There had been fears that, with Spain not having made the finals, the reception would be little more than luke warm. Not at all
Friday, 24 November 2023, 14:09
Friday, 24 November 2023, 14:09
Tennis fever has gripped the city of Malaga where the Davis Cup finals are taking place this week. Only last night a chap wandered into the pub with a massive racquet bag slung over his shoulder. I thought for a moment that he might be vaguely famous but after he ordered a pint of lager and promptly fell asleep at the table without taking so much as a sip, I was roundly disabused of the notion.
There had been fears that, with Spain not having made the finals, the reception would be little more than luke warm. Not at all - fans have responded brilliantly. Add to this solid fan base, the four thousand Finnish spectators who willed their team to victory over the current Champions Canada - without having a single player in the top one hundred - plus the recent arrival of Novak Djokavic to much fanfare and it looks as though the tournament is heading for a resounding crescendo. There may be, however, some people who feel a little left out because they've never really followed tennis and don't understand the basics. To this end, I've compiled a handy guide of the sport´s most important characteristics.
First, grunting. A gutteral roar very time you hit a shot is not compulsory but it's very much frowned upon by the tennis fraternity if not offered. Rumour has it that the umpire's pen conceals a hidden gruntometer and that there's a grunt ranking on the deep web, with millions of dollars worth of bets being placed by mysterious Asian syndicates. Grunts are judged on decibels, duration and throat texture.
Next, falling on one's back like a sack of spuds after a victory. In the olden days, the first thing the winner would do, would be to march sharply to the net to offer a firm handshake of condolence to his vanquished opponent. Not now. After lying prostrate and weeping for anything up to five hours, the victor will then often choose to clamber up through the stands in order to hug and kiss his family, friends, agent and a random selection of nobody people inexplicably wearing Ray Bans when the sun quite clearly bade farewell hours ago. With any luck, the winner will eventually get round to heading back to commiserate with his defeated opponent before the first signs of rigor mortis become too noticable in the poor fellow.
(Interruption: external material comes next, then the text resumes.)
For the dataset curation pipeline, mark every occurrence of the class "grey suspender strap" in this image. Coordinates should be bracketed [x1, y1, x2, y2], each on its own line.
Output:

Last, but by no means least, we must mention the attention-seeker. This is somebody who works in a job he doesn't like and lives with a wife who ignores him and children who treat him like a taxi driver. He believes that these misfortunes entitle him to bellow "Come on Rafael/Novak/Iga/Aryna!!" just as the ball has been tossed into the air for the most vital serve of the match. He will consequently be shushed by thousands of people in unison which gives him the validation he doesn't get at home. It might actually be the same bloke at every tournament, nobody's really sure.
Well, I hope that goes some way to bringing the uninitiated up to speed. Enjoy the tennis.